7 Tips to fight writer’s block
We should all sympathize with high school seniors right now. Besides juggling all of the traditional teenage stuff, they’re being asked, in their words, not mine, to write the most important essay of their life. And, it isn’t just one essay, depending on the colleges a student is applying to, it could easily be double-digit essays.
There’s tons of advice out there. The first tips usually go something like this:
“RELAX” – sure, that is going to go over really well with a 17-year-old! Or, “Instead of seeing the essay as a challenge, look at it as an opportunity to share your innermost thoughts.” Raise your hand if that didn’t work either.

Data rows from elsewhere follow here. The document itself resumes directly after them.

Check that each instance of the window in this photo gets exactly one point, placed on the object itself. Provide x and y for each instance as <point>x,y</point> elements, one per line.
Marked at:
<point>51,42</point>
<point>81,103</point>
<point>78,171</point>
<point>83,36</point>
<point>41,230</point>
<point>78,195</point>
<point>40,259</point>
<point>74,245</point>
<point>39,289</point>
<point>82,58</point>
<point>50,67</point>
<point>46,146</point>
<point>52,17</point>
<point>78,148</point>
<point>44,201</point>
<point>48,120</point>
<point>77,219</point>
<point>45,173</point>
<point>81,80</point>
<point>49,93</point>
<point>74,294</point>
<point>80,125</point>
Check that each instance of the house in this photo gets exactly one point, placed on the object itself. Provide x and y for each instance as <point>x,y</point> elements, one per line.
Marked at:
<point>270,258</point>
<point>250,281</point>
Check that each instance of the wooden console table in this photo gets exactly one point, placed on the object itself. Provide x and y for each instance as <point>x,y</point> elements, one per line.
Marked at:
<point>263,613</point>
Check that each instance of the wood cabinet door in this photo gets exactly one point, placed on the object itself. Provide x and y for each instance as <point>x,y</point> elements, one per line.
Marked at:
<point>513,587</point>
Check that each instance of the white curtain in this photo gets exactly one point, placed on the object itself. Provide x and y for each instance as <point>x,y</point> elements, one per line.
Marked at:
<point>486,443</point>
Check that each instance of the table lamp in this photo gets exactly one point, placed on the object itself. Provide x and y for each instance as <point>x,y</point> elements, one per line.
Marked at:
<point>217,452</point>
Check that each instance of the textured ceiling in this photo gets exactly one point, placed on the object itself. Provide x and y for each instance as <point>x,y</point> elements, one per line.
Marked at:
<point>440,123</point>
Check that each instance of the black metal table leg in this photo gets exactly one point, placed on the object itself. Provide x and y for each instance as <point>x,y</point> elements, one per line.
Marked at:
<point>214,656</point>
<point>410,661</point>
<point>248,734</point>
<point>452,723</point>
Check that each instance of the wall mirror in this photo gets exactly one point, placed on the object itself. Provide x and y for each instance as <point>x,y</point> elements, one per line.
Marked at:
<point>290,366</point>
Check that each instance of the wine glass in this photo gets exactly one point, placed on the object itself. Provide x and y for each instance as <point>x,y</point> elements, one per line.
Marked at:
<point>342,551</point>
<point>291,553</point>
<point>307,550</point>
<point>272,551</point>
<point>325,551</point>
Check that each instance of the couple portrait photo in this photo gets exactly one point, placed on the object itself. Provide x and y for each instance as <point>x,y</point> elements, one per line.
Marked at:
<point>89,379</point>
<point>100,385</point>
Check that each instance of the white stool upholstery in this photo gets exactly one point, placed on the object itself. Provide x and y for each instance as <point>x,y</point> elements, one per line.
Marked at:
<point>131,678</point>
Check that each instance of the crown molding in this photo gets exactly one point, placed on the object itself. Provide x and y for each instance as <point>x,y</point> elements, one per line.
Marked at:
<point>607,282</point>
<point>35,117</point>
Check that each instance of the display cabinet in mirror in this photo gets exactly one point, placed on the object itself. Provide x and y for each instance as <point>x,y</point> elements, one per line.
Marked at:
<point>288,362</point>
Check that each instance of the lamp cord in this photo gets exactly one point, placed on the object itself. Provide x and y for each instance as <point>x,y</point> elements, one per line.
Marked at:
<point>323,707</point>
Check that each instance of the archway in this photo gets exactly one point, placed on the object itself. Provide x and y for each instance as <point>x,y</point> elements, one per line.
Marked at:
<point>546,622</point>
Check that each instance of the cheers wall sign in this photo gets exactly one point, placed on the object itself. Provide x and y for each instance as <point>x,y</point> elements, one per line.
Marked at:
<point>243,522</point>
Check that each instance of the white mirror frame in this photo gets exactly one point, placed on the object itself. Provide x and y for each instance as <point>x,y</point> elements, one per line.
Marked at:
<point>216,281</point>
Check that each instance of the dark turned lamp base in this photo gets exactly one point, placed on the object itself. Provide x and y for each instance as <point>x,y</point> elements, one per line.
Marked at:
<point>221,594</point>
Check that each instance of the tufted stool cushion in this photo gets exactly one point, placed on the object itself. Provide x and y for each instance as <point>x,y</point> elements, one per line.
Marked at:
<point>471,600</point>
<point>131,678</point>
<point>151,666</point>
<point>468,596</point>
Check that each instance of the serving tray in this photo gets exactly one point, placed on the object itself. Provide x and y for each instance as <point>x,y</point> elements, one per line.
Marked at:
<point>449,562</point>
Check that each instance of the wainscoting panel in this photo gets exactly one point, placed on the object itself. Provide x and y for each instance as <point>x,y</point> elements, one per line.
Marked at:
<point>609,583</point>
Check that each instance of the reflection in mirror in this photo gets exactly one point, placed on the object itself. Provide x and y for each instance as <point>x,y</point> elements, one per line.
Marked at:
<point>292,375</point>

But here are some suggestions that might gain more traction:
- Walk away and do something else creative – cook, draw, paint, sing, play music, etc. The hope is that by engaging in another creative activity your mind will open up and be less judgmental.

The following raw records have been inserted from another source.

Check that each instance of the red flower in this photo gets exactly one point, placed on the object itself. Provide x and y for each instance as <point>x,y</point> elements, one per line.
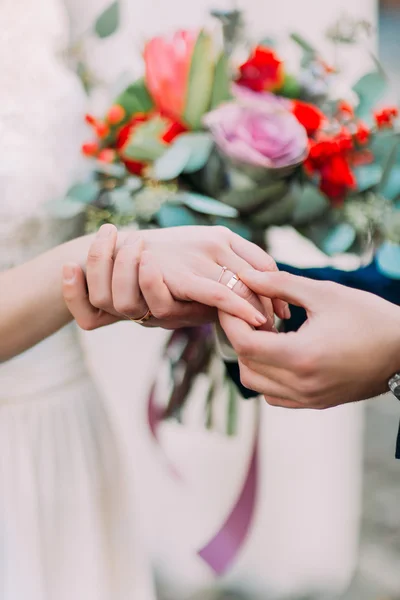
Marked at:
<point>90,148</point>
<point>330,158</point>
<point>115,114</point>
<point>308,115</point>
<point>107,155</point>
<point>172,130</point>
<point>263,71</point>
<point>385,117</point>
<point>345,110</point>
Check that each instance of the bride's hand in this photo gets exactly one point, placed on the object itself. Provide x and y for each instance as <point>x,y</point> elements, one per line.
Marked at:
<point>174,273</point>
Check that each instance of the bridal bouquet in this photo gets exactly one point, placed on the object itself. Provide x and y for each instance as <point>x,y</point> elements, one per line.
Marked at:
<point>204,138</point>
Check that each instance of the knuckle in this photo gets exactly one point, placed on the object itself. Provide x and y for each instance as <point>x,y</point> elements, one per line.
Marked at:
<point>100,299</point>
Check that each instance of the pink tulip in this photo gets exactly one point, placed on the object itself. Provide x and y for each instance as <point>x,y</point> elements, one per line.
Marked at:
<point>167,62</point>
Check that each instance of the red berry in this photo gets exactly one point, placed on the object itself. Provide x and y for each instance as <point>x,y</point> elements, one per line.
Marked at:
<point>107,155</point>
<point>115,114</point>
<point>90,119</point>
<point>90,148</point>
<point>102,130</point>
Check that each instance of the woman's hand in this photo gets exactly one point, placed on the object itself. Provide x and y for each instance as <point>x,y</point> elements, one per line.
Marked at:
<point>346,351</point>
<point>174,273</point>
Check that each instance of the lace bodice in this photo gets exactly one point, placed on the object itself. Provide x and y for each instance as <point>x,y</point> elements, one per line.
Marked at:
<point>41,126</point>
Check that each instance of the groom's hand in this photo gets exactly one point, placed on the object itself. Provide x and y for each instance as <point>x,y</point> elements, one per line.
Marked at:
<point>346,351</point>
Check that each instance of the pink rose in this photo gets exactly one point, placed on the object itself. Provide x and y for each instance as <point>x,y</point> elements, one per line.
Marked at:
<point>259,131</point>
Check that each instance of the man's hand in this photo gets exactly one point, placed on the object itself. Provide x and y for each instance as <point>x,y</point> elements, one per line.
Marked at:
<point>346,350</point>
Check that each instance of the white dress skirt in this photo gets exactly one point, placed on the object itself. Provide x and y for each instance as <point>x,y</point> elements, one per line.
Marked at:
<point>68,526</point>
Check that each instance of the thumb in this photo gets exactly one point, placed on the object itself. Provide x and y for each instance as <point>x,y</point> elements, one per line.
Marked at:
<point>299,291</point>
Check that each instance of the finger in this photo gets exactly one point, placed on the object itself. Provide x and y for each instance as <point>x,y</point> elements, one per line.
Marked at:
<point>261,261</point>
<point>263,305</point>
<point>100,266</point>
<point>299,291</point>
<point>282,403</point>
<point>77,300</point>
<point>212,293</point>
<point>163,306</point>
<point>263,385</point>
<point>126,295</point>
<point>270,348</point>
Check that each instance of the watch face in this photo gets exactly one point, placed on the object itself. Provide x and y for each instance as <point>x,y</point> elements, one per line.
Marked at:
<point>394,385</point>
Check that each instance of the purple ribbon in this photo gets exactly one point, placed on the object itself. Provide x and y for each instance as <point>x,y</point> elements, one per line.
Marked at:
<point>220,552</point>
<point>222,549</point>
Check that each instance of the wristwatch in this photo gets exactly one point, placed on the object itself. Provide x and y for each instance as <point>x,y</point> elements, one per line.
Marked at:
<point>394,385</point>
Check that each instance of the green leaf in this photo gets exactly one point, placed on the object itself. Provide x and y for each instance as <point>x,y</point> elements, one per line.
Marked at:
<point>303,43</point>
<point>172,163</point>
<point>206,205</point>
<point>368,176</point>
<point>84,192</point>
<point>290,88</point>
<point>65,208</point>
<point>310,204</point>
<point>108,22</point>
<point>388,260</point>
<point>221,91</point>
<point>135,99</point>
<point>145,142</point>
<point>390,163</point>
<point>370,89</point>
<point>122,201</point>
<point>201,79</point>
<point>201,145</point>
<point>340,239</point>
<point>171,215</point>
<point>391,189</point>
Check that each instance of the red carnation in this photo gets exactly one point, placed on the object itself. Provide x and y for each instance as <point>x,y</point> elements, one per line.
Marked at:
<point>330,157</point>
<point>385,117</point>
<point>263,71</point>
<point>308,115</point>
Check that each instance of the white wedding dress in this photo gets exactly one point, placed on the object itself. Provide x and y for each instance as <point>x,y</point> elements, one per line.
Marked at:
<point>66,516</point>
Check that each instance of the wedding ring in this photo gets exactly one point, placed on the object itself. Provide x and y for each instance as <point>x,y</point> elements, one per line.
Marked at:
<point>232,282</point>
<point>222,274</point>
<point>143,319</point>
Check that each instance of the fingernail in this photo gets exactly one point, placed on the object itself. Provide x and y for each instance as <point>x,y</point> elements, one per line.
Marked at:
<point>69,273</point>
<point>260,319</point>
<point>105,231</point>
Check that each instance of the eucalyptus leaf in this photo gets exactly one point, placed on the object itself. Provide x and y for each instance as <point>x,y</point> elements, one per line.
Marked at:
<point>389,164</point>
<point>207,205</point>
<point>221,91</point>
<point>108,22</point>
<point>368,176</point>
<point>145,142</point>
<point>246,201</point>
<point>391,189</point>
<point>201,145</point>
<point>310,204</point>
<point>370,89</point>
<point>201,80</point>
<point>388,260</point>
<point>65,208</point>
<point>122,202</point>
<point>135,99</point>
<point>303,43</point>
<point>340,239</point>
<point>172,163</point>
<point>85,193</point>
<point>171,215</point>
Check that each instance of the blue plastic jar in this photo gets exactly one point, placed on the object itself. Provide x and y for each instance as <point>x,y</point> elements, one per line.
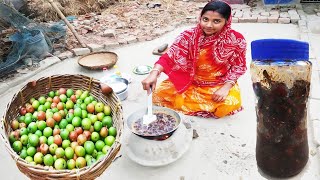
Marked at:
<point>281,73</point>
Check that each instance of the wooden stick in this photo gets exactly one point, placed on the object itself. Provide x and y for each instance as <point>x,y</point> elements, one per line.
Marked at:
<point>55,7</point>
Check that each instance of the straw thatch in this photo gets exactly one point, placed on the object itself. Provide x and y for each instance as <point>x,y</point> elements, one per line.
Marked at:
<point>41,10</point>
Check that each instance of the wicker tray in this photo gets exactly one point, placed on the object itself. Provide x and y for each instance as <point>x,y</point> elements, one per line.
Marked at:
<point>98,60</point>
<point>43,86</point>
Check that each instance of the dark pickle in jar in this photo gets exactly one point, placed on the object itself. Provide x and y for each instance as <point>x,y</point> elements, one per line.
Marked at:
<point>282,143</point>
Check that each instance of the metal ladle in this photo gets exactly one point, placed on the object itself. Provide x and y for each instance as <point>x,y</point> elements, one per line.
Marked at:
<point>149,117</point>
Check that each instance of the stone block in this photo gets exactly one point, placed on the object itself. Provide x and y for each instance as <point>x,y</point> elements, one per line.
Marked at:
<point>272,19</point>
<point>262,19</point>
<point>302,23</point>
<point>265,14</point>
<point>132,39</point>
<point>95,47</point>
<point>65,55</point>
<point>274,13</point>
<point>248,20</point>
<point>110,44</point>
<point>109,33</point>
<point>295,18</point>
<point>284,15</point>
<point>122,41</point>
<point>81,51</point>
<point>48,62</point>
<point>292,12</point>
<point>284,20</point>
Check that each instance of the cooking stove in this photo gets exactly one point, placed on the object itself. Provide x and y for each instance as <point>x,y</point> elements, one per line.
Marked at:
<point>155,153</point>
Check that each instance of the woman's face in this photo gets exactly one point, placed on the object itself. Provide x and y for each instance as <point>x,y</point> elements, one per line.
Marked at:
<point>212,22</point>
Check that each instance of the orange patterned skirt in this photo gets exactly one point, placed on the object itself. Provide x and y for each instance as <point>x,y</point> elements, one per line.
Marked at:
<point>197,101</point>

- Walk away and do something physical – get centered with yoga, run, or take a Zumba class. Take some deep breaths and approach the assignment with more positive thoughts.
- Find a better writing space. Remove distractions by going to a library or if quiet didn’t work and you enjoy the buzz of conversation, head to a Starbucks and get stimulated.

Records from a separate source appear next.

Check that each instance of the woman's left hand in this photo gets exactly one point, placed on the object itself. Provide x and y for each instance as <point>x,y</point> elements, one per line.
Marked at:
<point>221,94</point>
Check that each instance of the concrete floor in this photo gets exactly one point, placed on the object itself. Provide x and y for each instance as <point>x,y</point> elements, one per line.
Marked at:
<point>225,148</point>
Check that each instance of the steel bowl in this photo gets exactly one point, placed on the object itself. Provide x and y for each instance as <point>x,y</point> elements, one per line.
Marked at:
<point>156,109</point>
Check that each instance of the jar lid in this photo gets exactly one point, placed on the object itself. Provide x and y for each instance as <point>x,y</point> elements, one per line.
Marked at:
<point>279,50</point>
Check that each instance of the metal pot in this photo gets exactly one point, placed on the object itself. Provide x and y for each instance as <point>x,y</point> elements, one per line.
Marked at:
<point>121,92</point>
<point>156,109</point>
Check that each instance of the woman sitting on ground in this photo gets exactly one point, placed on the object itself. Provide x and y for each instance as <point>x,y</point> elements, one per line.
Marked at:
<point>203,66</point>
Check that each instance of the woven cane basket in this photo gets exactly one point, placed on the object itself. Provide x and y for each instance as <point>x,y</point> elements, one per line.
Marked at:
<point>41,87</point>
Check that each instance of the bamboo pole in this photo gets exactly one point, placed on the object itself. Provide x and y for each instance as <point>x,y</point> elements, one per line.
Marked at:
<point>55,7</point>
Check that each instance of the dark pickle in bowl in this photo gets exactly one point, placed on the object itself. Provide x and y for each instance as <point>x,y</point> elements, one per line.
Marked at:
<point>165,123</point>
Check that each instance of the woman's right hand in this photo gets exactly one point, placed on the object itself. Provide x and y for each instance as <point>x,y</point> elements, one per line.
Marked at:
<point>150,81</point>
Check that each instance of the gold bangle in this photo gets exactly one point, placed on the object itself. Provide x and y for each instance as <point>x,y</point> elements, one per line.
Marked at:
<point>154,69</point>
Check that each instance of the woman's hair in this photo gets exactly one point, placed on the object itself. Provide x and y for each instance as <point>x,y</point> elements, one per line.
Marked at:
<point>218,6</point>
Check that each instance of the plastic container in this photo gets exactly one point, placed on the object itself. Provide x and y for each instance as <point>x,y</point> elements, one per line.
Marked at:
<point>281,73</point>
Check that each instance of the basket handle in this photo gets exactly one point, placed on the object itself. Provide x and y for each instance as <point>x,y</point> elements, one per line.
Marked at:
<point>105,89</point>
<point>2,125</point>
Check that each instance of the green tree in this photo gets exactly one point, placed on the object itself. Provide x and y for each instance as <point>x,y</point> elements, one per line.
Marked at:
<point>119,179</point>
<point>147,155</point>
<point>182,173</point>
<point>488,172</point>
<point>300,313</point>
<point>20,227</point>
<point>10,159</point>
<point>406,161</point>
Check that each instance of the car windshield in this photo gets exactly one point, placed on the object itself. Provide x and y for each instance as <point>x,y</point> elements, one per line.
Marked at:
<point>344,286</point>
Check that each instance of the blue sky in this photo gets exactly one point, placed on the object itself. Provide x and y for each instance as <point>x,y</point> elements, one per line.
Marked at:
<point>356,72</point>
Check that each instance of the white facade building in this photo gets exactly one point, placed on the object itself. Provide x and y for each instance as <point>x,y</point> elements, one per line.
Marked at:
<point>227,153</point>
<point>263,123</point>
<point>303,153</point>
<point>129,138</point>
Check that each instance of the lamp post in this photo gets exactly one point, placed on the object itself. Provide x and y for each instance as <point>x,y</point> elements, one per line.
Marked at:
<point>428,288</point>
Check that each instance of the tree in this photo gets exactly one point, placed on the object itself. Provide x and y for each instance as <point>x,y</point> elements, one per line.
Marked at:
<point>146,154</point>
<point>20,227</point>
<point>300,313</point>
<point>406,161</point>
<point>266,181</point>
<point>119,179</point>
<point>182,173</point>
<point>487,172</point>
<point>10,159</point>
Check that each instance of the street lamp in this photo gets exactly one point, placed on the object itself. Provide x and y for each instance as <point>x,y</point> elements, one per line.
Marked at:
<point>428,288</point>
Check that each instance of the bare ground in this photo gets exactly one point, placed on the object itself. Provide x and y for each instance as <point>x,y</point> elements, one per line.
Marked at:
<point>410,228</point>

- Try a different time of day. If you’ve tried writing every night after dinner and you’re coming up empty, head to bed early and wake up extra early and see if the juices are flowing in the am.
- Assign yourself a free-writing exercise. Just write without any critique about anything that is important to you. “Why do you love to ___________? “I’ve changed a lot since freshman year, here’s how.”
- Talk it out. Pick someone who knows you really well; it’s not necessary for this person to be a parent. Have them ask you questions that would help someone else get to know you better. Ask them to get you talking about some life experiences you’ve had and what you’ve learned.
- Think small. Colleges aren’t expecting that you have saved the world from Covid, they’re just trying to get to know you, understand what you care about, and figure out if you’ll be a good fit for their campus. You can talk about something as simple as a car ride you had with your younger sibling. Maybe the two of you talked and you found out that he/she is struggling with something. What was your reaction? How has your relationship changed?
Remember to allow time for the essay topic to marinate, i.e., do your best to not wait until the last minute. Write, rest, and rewrite are wise words. Take some time between the first draft and the first edit. Ask others to read it to make sure it “sounds like you” and shares some insightful thoughts.